1.School of Safety Science and Engineering, Liaoning Technical University, Fuxin , China; 2.Pu County Baozigou Coal Industry Company Limited, Shanxi Coal Industry Imported and Export Group, Linfen , China; 3.MOE Key Lab of Mine Thermal Dynamics Disasters and Control, Liaoning Technical University, Huludao , China

为掌握风筒出口位置对综掘工作面硫化氢浓度分布的影响，基于湍流k-ε方程、动力弥散方程，构建了硫化氢运移扩散的数学模型，应用COMSOL Multiphysics软件对不同风筒位置条件下综掘面硫化氢的分布规律进行了模拟。结果表明：风筒距离工作面3 m，时工作面附近涡流区域硫化氢浓度最低，回风侧下隅角处硫化氢扩散范围最小。并基于最佳风筒位置对豹子沟矿10102综掘工作面的外喷雾布置进行了优化，实践表明：风筒距离工作面为3 m时硫化氢浓度较原有位置降低了约6.3%，在经过喷雾装置优化后，对硫化氢的净化效率提高了6.2%，综合治理效率达到了95.6%，更有利于硫化氢的稀释及集中净化。

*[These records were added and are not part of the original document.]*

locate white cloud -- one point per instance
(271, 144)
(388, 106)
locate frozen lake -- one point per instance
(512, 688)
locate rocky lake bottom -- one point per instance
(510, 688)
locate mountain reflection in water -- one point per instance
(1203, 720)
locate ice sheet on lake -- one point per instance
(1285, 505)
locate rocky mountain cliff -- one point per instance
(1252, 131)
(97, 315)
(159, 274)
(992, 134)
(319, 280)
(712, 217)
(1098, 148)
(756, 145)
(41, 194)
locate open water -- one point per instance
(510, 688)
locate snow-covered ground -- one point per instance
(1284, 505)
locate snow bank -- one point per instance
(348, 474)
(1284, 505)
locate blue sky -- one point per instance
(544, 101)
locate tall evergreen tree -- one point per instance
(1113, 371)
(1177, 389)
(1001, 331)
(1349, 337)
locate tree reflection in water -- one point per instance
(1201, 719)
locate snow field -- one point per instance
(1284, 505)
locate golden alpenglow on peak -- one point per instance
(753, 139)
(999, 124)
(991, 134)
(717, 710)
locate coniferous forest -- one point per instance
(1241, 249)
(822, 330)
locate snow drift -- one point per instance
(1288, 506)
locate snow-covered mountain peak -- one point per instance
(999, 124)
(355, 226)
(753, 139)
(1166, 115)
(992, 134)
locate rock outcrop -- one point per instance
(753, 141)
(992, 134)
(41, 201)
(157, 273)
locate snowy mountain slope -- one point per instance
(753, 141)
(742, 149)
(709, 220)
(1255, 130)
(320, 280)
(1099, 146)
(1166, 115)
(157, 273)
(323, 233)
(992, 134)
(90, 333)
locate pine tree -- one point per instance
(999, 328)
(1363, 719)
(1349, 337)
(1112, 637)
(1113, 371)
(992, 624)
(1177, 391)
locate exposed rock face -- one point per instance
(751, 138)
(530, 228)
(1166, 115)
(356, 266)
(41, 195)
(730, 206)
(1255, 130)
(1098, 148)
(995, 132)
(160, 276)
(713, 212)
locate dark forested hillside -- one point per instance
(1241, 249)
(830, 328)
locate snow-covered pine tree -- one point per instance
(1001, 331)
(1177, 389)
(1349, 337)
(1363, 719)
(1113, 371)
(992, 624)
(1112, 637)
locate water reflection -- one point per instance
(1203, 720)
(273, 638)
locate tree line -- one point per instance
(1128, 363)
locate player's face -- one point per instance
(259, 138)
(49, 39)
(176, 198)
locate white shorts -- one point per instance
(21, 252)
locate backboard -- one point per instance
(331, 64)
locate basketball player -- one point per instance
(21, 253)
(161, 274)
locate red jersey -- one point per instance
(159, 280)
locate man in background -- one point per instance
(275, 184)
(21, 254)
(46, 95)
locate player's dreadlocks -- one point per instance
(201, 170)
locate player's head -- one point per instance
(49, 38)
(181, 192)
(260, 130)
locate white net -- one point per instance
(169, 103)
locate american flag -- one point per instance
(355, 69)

In order to well know the outlet location of the air duct affected to the concentration distribution of the hydrogen sulfide in the fully mechanized driving face, based on the turbulent flow k-ε equation and the dynamic dispersion equation, a mathematical model of the hydrogen sulfide migration and diffusion was established. The COMSOL Multiphysics software was applie to the simulation on the distribution law of the hydrogen sulfide in the fully-mechanized driving face under different location of the air duct. The results showed that when the air duct had a distance of 3 m to the driving face, the hydrogen sulfide concentration in the turbulent flow area closed to the driving face was minimum and at the low corner below the air returning side, the hydrogen sulfide diffusion scope was minimum. Based on the optimized location of the air duct, an optimization was conducted on the layout of the external spray in No.10102 fully-mechanized driving face of Baozigou Mine. The practices showed that when the distance of the air duct to the driving face was 3 m, the hydrogen sulfide concentration reduced by 6.3% in comparison with the previous location. After the spray device optimized, the purification efficiency of the hydrogen sulfide further improved by 6.2% and the comprehensive control efficiency reached to 95.6% and could be favorable to the hydrogen sulfide dilution and centralized purification.